March 20, 2012

JOHN CHAMBERLAIN AT THE GUGGENHEIM


There is something slightly unsettling about seeing Chamberlaine's works. Almost like seeing a dead body wash ashoreOr picking through a trash bin and finding a lost child. Seeing something in his sculptures that once belonged to something else, soemthing that once was- crying out to be released from the crumpled confines of it's new predicament. An object that once had pride in itself, a purpose, and a maker, now bent over in imprisonment, subjugated to gawkers. To say "Release me from man." 



I feel Chamberlain is the mortal enemy of Josef Hoffmann, who proclaims the unity between designer, craftsman, and consumer. The joy of the object is in the thought process, the care of the craft, and the enjoyment of the user.
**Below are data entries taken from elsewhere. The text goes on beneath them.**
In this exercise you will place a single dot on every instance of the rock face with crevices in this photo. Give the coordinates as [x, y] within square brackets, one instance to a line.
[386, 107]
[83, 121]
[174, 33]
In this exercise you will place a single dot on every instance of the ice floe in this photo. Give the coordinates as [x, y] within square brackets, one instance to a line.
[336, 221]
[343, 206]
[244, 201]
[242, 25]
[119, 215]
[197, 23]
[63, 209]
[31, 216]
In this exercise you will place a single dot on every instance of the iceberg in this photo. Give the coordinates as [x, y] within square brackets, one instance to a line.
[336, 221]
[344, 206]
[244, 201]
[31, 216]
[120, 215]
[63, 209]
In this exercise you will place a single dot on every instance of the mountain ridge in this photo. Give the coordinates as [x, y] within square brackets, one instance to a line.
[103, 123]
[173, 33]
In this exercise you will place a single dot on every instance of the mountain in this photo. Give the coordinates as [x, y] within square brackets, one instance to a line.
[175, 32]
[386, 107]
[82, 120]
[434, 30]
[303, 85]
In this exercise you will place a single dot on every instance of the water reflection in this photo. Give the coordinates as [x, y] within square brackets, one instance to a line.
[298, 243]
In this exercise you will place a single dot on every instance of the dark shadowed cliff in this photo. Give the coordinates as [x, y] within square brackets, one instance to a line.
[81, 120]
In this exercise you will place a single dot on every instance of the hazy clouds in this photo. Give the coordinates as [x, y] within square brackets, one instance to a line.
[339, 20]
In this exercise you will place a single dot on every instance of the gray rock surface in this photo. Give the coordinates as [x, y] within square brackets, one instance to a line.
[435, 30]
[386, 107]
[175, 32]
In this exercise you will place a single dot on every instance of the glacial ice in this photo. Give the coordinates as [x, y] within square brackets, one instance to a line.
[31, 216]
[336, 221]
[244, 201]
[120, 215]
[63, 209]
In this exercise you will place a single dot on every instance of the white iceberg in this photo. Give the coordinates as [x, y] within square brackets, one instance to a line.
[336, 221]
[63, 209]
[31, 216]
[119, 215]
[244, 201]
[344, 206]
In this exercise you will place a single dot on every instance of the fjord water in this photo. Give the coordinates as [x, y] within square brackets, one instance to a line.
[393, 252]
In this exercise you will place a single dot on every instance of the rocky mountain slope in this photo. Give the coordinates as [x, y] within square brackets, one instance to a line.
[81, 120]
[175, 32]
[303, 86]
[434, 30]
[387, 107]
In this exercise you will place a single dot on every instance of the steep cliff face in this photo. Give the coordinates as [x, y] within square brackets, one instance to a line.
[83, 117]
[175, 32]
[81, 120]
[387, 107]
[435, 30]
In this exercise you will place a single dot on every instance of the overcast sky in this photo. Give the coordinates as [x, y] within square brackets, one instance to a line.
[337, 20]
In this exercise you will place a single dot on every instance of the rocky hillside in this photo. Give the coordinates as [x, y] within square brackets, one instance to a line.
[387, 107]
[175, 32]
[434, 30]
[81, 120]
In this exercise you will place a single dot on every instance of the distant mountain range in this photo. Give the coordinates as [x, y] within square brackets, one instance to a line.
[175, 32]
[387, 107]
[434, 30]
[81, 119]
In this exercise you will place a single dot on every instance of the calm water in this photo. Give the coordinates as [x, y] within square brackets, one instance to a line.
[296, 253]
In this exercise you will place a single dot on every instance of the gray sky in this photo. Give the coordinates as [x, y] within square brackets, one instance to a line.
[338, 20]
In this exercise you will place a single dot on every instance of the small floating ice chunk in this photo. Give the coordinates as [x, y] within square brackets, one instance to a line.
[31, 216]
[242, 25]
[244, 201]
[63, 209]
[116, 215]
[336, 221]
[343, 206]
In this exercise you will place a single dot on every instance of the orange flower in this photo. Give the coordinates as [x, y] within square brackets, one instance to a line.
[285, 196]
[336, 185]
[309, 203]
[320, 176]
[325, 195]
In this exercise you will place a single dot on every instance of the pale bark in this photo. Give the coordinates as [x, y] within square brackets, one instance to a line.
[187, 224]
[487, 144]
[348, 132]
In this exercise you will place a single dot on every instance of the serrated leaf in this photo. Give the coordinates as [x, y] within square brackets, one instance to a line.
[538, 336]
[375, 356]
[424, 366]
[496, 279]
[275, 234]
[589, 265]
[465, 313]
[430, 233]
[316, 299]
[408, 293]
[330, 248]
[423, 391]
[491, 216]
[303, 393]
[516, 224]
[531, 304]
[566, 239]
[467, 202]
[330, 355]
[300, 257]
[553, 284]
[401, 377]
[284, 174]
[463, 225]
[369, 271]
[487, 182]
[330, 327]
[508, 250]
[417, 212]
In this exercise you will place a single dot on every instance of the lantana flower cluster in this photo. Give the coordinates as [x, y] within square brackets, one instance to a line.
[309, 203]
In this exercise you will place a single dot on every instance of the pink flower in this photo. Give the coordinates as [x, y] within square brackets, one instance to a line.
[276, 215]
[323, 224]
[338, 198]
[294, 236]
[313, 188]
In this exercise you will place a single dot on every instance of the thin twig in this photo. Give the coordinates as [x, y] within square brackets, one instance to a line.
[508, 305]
Chamberlain seems to dismiss completely this love, murdering objects for his own usage instead. 


I find his artwork forceful and egotistically macho. As if he chooses his medium based on his physical strength. Rawness, steel, strength, americana, young men, muscle cars - all of these things bound together, mashed, manipulated, squeezed, forced, bent - all to show his strength over these objects. 
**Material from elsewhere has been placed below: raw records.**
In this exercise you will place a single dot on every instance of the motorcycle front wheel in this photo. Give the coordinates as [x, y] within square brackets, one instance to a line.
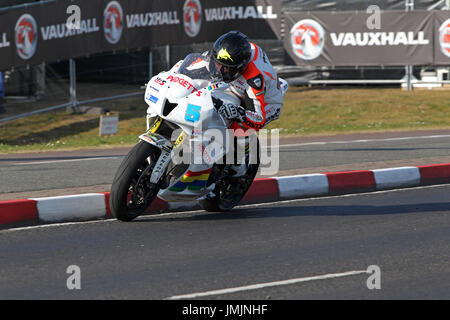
[131, 190]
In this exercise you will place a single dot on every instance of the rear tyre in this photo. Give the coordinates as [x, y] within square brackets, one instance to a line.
[131, 191]
[229, 192]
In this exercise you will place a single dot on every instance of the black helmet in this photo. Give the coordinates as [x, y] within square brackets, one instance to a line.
[232, 50]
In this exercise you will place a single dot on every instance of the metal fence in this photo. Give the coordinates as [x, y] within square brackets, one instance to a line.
[92, 80]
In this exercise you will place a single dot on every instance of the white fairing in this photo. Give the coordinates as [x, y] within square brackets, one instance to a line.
[188, 103]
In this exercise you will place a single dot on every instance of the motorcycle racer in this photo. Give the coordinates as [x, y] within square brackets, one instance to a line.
[251, 76]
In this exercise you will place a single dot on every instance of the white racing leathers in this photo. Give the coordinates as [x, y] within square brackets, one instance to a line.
[260, 91]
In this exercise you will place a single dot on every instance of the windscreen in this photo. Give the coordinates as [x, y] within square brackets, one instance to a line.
[200, 68]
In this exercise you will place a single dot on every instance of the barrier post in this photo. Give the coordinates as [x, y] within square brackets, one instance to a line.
[73, 85]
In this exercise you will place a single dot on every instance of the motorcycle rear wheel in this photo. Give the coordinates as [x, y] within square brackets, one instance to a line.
[131, 192]
[229, 192]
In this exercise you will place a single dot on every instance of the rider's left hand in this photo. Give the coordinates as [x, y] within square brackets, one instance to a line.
[232, 112]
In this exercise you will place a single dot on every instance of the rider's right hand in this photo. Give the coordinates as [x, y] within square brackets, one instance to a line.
[232, 112]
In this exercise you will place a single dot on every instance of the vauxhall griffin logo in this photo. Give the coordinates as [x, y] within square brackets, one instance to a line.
[192, 17]
[444, 38]
[307, 39]
[26, 34]
[113, 22]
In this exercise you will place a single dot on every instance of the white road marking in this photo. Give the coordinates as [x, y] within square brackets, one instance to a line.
[67, 160]
[267, 284]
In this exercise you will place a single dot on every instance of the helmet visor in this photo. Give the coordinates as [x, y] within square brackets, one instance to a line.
[228, 73]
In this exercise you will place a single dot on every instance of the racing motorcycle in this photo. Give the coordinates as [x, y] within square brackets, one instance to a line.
[182, 109]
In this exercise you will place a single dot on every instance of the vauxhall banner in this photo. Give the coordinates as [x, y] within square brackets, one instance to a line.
[39, 33]
[347, 39]
[442, 38]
And the paint that tops each of these beings are like that last proclamation of "You are mine! Here, I have marked you as mine." That last shiver, that last shout of exultation. 
Or like a slasher's blood on its victims. Slain across each breast as a final marking, a final humiliation for one, and a prideful signature of the other. Congealing in drips, running and pooling in sweet rust and iron. 


 "Kiss #12" 1979 
Painted Steel



An oilcan laying on the floor beaten and defeated. Painted and made up in brightly feminine colors like a done up housewife in lipstick, apron, and pearls. Now laying crumpled and defeated, twisted and broken. Why? She seems to ask. What have I done wrong?